Csillag et Le royaume littéraire
Rencontre avec Clara Royer
C’est au Festival européen spécial premier roman que Clara Royer était invitée à Budapest. Auteur d’un roman écrit en français, mais dont le titre hongrois résonne énigmatiquement pour les lecteurs français, Csillag, elle a aussi publié un ouvrage d’érudition, le royaume littéraire. Quêtes d’identité d’une génération d’écrivain juifs de l’entre-deux-guerres (Hongrie, Slovaquie, Transylvanie).
JFB : Après la présentation traditionnelle des jeunes auteurs par Magyar Lettres Internationales nous avons rencontré Clara Royer pour parler de son tout premier roman qui remonte dans le passé d’une famille juive hongroise. C’est un sujet grave, que pourtant vous n’hésitez pas aussi à traiter par le ludique ?

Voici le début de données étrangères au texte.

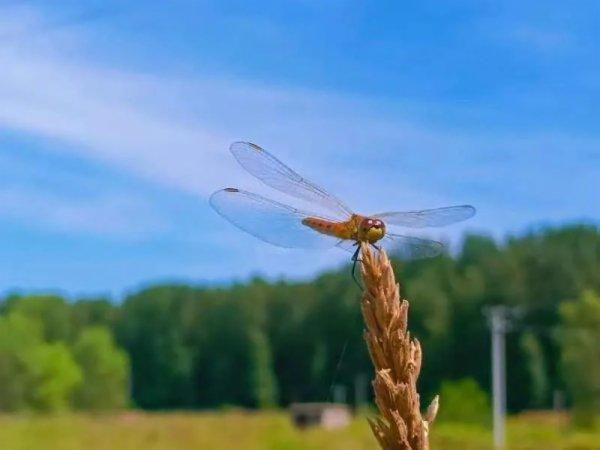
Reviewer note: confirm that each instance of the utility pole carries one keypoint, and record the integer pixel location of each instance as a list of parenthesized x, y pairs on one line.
[(498, 319)]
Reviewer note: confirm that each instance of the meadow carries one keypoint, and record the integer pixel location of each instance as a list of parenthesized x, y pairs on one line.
[(261, 431)]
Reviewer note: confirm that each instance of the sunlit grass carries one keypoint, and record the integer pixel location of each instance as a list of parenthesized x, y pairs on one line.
[(259, 431)]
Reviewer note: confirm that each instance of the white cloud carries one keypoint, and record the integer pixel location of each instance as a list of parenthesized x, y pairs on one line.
[(174, 131), (114, 216)]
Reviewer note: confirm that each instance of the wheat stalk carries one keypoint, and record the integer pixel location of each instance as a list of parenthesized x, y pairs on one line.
[(396, 358)]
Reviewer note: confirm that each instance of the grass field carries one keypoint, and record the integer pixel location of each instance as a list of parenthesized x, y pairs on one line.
[(259, 431)]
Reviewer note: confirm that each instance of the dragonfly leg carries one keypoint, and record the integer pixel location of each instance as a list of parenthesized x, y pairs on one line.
[(355, 258)]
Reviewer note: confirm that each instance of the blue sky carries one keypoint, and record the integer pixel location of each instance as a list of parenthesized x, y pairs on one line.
[(115, 121)]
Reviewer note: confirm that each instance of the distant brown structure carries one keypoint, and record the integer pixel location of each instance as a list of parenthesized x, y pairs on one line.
[(325, 415)]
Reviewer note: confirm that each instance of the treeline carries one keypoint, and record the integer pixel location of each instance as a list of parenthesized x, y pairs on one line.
[(263, 344)]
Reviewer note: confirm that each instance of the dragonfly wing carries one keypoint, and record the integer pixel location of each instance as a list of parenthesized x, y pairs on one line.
[(438, 217), (347, 245), (277, 175), (408, 247), (268, 220)]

Clara Royer : Le lien que vous faites entre Csillag et le Royaume est juste. J’ai analysé dans ce dernier les quêtes d’identité d’une génération d’écrivains hongrois juifs et d’origine juive venue sur la scène littéraire à peu près pendant et au sortir de la Première Guerre mondiale. Or, que ce soit György Sárközi, Antal Szerb, Károly Pap ou Béla Zsolt, tous ces hommes ont été malheureux dans leur quête d’une identité stable, qui n’aura été pour eux finalement qu’un horizon contraignant. Ils s’y sont rivés parce qu’il leur fallait échapper à ce qui, dans le contexte culturel de l’époque, remettait en question non seulement leur légitimité d’hommes de lettres hongrois, mais également l’authenticité de leur écriture. Csillag a été un peu écrit en réponse à ce phénomène. J’ai sans doute voulu suggérer que l’on n’est pas obligé d’avoir une identité fixe, que finalement, répondre pour soi et les autres à la question du « qui je suis » n’est qu’une façon de donner un sens à notre vie moderne, mais que cette réponse n’est pas toujours le choix de la liberté. C’est pour cela que le roman suit le chemin pris par l’héroïne, Ethel, depuis la découverte que son « qui je suis » est une fiction totale, à l’acceptation heureuse d’être telle. Quand Pap évoque sa « mélancolie de n’appartenir à rien », mon héroïne, elle, finit par assumer cette posture existentielle.
JFB : Avez-vous puisé dans les expériences de votre famille ou les récits de vos amis venant de Hongrie pour écrire ce roman et quel est le rôle du surnom Csillag ?
CR : L’histoire secrète de Marie, la grand-mère d’Ethel et l’autre personnage-clé du roman, est une réécriture très libre de l’histoire de ma propre grand-mère, qui avait huit ans en 1944. Du côté maternel, ma famille était vraiment une famille juive hongroise. Il s’agissait plutôt de faire un sort aux légendes de ma propre enfance et non pas aux récits que j’ai collectés plus tard en vivant en Hongrie – ceux-ci feront peut-être la matière d’un autre roman. En revanche, ce n’est qu’en Hongrie que j’ai découvert le mot csillag et sa polysémie. Donné à quelqu’un en rajoutant le possessif, csillagom, le mot est l’équivalent de « mon ange », mais tout seul, il signifie étoile, et je pouvais jouer sur tous ses sens. Bien sûr on pense à l’étoile de David, mais il y a aussi derrière l’idée de destinée, ou plutôt de non-destinée dans le cas de l’héroïne, qui tombe des nues en découvrant que sa merveilleuse grand-mère s’est inventé en 1944 une identité juive qui n’avait pas lieu d’être. Et c’est aussi l’étoile de la quête, car dès lors qu’Ethel est privée du socle identitaire sur lequel elle s’est tenu toute sa vie, elle mène son enquête pour comprendre ce qui se cache le mensonge de sa grand-mère, et c’est la matière du roman.
JFB : Vos critiques remarquent un raffinement littéraire dans votre écriture, mais d’où vient l’idée de l’échange des identités ?
CR : L’échange d’identités est une leçon d’amour dans le contexte de la Deuxième Guerre mondiale, qui n’a rien d’historique, ou alors d’ordre anecdotique. Le secret de Marie tient à une histoire d’amour entre deux filles à peine sorties de l’enfance. C’est une expérience très universelle, pudiquement évoquée par l’une des images finales du roman. Je voulais suggérer combien le milieu d’origine et l’identité que l’on s’approprie sont des facteurs de hasard. Il est certain que mon roman rejette les lois du sang.
Clara Royer: Csillag, Pierre-Guillaume de Roux, Paris, 2011
Clara Royer: Le Royaume littéraire, Honoré Champion, Paris 2011.